NEW YORK (Standard & Poor's) March 20, 2013--Standard & Poor's Ratings
Services today assigned its 'CCC+' corporate credit rating to Boise,
Idaho-based supermarket chain New Albertson's Inc. (NAI), under its new
ownership. The outlook is stable.
Concurrently, we are raising the issue-level rating on subsidiary America
Stores Co. (ASC)'s notes one notch to 'B' from 'B-', and changing the recovery
rating to '1' from '5'. The '1' recovery rating indicates our expectation of
very high (90% to 100%) recovery of principal in the event of payment default.
The change in the recovery rating reflects that ASC will place in escrow the
principal amount of the notes, as stipulated between SUPERVALU Inc.

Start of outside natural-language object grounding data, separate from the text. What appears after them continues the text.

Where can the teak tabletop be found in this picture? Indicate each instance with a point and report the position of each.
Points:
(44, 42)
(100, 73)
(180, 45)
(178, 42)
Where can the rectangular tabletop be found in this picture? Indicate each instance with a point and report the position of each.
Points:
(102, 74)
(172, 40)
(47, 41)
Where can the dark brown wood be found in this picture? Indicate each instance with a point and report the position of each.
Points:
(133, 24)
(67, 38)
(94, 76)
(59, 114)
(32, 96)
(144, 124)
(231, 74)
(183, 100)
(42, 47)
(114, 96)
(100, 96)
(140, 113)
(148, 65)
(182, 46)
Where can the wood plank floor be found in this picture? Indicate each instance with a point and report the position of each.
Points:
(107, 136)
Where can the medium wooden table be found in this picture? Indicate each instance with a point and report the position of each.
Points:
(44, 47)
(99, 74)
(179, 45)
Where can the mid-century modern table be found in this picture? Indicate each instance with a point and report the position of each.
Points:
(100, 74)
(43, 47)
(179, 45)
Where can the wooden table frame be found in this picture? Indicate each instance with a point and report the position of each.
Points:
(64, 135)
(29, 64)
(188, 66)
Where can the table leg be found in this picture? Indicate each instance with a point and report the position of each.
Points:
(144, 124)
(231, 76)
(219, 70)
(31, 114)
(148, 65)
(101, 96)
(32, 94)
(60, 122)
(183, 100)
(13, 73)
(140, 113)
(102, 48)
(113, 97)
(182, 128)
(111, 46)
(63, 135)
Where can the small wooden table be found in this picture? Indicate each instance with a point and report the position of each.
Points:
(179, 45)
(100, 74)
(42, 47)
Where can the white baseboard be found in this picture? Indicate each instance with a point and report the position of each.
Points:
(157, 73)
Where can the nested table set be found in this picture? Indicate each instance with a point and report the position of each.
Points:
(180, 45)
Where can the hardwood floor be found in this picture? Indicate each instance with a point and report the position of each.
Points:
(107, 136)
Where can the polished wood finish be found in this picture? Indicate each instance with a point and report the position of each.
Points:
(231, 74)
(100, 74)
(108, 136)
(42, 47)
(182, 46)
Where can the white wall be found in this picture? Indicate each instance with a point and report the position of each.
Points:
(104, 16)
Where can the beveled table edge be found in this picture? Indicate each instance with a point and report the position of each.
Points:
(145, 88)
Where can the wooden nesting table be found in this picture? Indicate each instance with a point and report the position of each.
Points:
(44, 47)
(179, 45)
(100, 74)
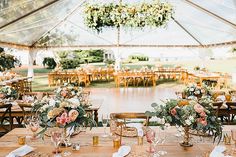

(SUPERVALU), which guarantee those notes, and the purchasing parties.
We are also lowering the rating on NAI's senior unsecured notes to 'CCC' from
'B-'. The recovery rating on those notes remains '5', which indicates our
expectation of modest (10% to 30%) recovery of principal in the event of
default. The lower rating on the notes reflects the lower corporate credit
rating of NAI relative to the current rating on SUPERVALU.
We expect AB Acquisition LLC, an entity owned by a consortium of investors led
by Cerberus Capital Management L.P. (Cerberus), to purchase NAI from
SUPERVALU. The NAI purchase will include the operating assets of the
Jewel-Osco, Shaw's, Star, ACME, and Albertson's banners. At the same time, we
expect Albertson's LLC, which is also owned by AB Acquisition LLC, to purchase
the Albertson's stores and associated assets from NAI. We expect these
transitions to close simultaneously before the end of the month.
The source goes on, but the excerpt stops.